A University of Toronto scientist has found unexpectedly `young` material in meteorites - a discovery that breaks open current theory on the earliest events of the solar system. A paper published today in the August issue of Nature reports that the youngest known chondrules - the small grains of mineral that make up certain meteorites - have been identified in the meteorites known as Gujba and Hammadah al Hamra.
Gujba fell as a a bright fireball that landed in a corn field near the village of Bogga Dingare in Yobe, Nigeria, on April 3,1984. It was estimated to have weighed about 100 kg, but most of the mass was broken up into small pieces and dispersed.
Hammadah al Hamra, was found in Lybia in October 18 1997.

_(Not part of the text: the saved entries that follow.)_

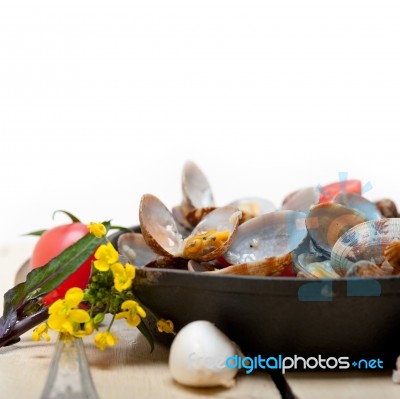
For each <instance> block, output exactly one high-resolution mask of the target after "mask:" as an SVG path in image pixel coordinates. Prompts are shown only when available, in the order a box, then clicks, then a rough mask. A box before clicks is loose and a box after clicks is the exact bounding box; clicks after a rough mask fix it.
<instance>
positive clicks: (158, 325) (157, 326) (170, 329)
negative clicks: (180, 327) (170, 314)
mask: <svg viewBox="0 0 400 399" xmlns="http://www.w3.org/2000/svg"><path fill="white" fill-rule="evenodd" d="M157 329H158V331H160V332H165V333H168V334H175V331H174V323H172V321H171V320H165V319H160V320H158V321H157Z"/></svg>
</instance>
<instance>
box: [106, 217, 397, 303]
mask: <svg viewBox="0 0 400 399" xmlns="http://www.w3.org/2000/svg"><path fill="white" fill-rule="evenodd" d="M131 230H132V231H135V232H140V226H138V225H136V226H133V227H131ZM121 234H124V231H118V232H116V233H114V234H112V235H111V236H110V237H109V239H110V241H111V242H113V243H114V245H115V246H117V240H118V237H119V236H120V235H121ZM138 274H139V275H141V276H142V277H143V278H144V280H145V281H143V285H153V284H158V282H160V281H162V284H163V286H168V287H182V286H185V287H191V288H192V289H202V290H204V291H208V292H215V291H218V292H220V293H235V294H238V295H248V294H249V293H252V294H253V295H260V296H262V295H273V296H286V297H293V296H294V295H296V296H297V292H298V289H299V288H300V287H301V286H303V285H304V284H307V283H321V285H322V284H324V283H326V284H331V283H332V285H333V289H334V292H335V297H347V291H346V288H347V284H348V283H349V282H351V283H354V282H355V283H358V282H360V283H362V282H365V281H367V280H371V278H366V277H343V278H339V279H329V278H322V279H313V278H303V277H280V276H276V277H270V276H237V275H218V274H215V275H210V274H205V273H195V272H188V271H186V270H175V269H159V268H141V269H139V270H138ZM373 280H375V281H377V282H378V283H379V284H381V286H382V294H381V295H380V296H392V295H396V296H397V295H399V294H400V276H398V277H397V276H383V277H377V278H374V279H373ZM349 299H351V297H349Z"/></svg>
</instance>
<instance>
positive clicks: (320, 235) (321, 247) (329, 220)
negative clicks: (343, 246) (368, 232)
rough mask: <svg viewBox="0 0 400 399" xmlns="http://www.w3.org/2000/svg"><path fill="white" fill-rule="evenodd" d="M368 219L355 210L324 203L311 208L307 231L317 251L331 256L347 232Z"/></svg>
mask: <svg viewBox="0 0 400 399" xmlns="http://www.w3.org/2000/svg"><path fill="white" fill-rule="evenodd" d="M365 221H366V219H365V217H364V216H362V215H361V214H360V213H359V212H357V211H356V210H354V209H350V208H347V207H345V206H343V205H339V204H334V203H324V204H319V205H315V206H313V207H312V208H311V210H310V212H309V214H308V215H307V218H306V226H307V230H308V232H309V234H310V237H311V240H312V241H313V243H314V246H315V247H316V249H317V250H318V251H319V252H321V253H322V254H324V255H327V256H330V253H331V251H332V248H333V246H334V245H335V243H336V241H337V240H338V239H339V237H340V236H342V235H343V234H344V233H345V232H346V231H347V230H349V229H351V228H352V227H353V226H356V225H357V224H360V223H363V222H365Z"/></svg>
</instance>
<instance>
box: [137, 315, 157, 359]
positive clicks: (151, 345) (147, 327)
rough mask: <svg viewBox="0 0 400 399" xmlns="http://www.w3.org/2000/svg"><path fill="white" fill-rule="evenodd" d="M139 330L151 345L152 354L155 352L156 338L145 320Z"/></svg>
mask: <svg viewBox="0 0 400 399" xmlns="http://www.w3.org/2000/svg"><path fill="white" fill-rule="evenodd" d="M137 328H138V330H139V331H140V332H141V333H142V334H143V335H144V336H145V338H146V339H147V342H148V343H149V345H150V353H151V352H153V350H154V338H153V335H152V334H151V332H150V330H149V328H148V327H147V325H146V324H145V323H144V321H143V320H142V322H141V323H140V324H139V325H138V327H137Z"/></svg>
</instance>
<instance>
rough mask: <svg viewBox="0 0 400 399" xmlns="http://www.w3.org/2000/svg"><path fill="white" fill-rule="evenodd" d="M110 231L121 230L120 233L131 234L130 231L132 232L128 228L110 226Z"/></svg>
mask: <svg viewBox="0 0 400 399" xmlns="http://www.w3.org/2000/svg"><path fill="white" fill-rule="evenodd" d="M110 230H122V231H126V232H127V233H132V231H133V230H132V229H130V228H129V227H123V226H111V227H110Z"/></svg>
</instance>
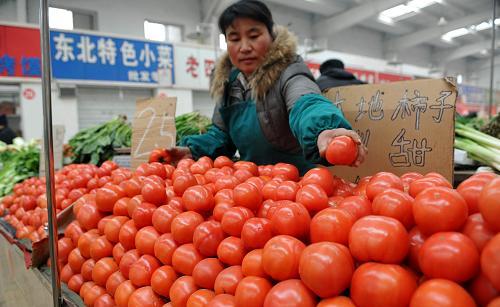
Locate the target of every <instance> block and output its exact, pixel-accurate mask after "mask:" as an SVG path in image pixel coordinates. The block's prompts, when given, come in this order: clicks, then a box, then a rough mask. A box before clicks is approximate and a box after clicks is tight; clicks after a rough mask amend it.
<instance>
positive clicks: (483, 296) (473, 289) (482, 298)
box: [468, 274, 500, 306]
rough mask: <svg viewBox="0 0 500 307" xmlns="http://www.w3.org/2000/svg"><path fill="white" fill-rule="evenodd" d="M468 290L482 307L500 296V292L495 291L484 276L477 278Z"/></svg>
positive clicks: (470, 293) (487, 304) (470, 286)
mask: <svg viewBox="0 0 500 307" xmlns="http://www.w3.org/2000/svg"><path fill="white" fill-rule="evenodd" d="M468 290H469V293H470V294H471V295H472V297H474V300H475V301H476V303H478V304H479V305H480V306H486V305H488V303H489V302H490V301H491V300H493V299H494V298H495V297H497V296H500V291H498V290H497V289H495V287H494V286H493V285H492V284H491V282H490V280H489V279H488V278H487V277H486V276H484V274H479V275H478V276H476V278H474V279H473V280H472V282H471V283H470V285H469V287H468Z"/></svg>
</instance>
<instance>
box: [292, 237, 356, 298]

Researchers who have studied chondrules generally agree that most were formed as a sudden, repetitive heat, likely from a shock wave, condensed the nebula of dust floating around the early Sun. Thinking that an analysis of the chondrules in Gujba and Hammadah al Hamra would be appropriate for accurately dating this process, University of Toronto geologist Yuri Amelin, together with lead author Alexander Krot of the University of Hawaii, studied the chondrules - mineralogical structure and determined their isotopic age.
"It soon became clear that these particular chondrules were not of a nebular origin. And the ages were quite different from what was expected. It was exciting." - Yuri Amelin.
Amelin explains that not only were these chondrules not formed by a shock wave, but rather emerged much later than other chondrules.
"They actually post-date the oldest asteroids. We think these chondrules were formed by a giant plume of vapour produced when two planetary embryos, somewhere between moon-size and Mars-size, collided" - Yuri Amelin.
What does this mean in the grand scheme of things? The evolution of the solar system has traditionally been seen as a linear process, through which gases around the early sun gradually cooled to form small particles that eventually clumped into asteroids and planets. Now there is evidence of chondrules forming at two very distinct times, and evidence that embryo planets already existed when chondrules were still forming.
"It moves our understanding from order to disorder. But I`m sure that as new data is collected, a new order will emerge" - Yuri Amelin.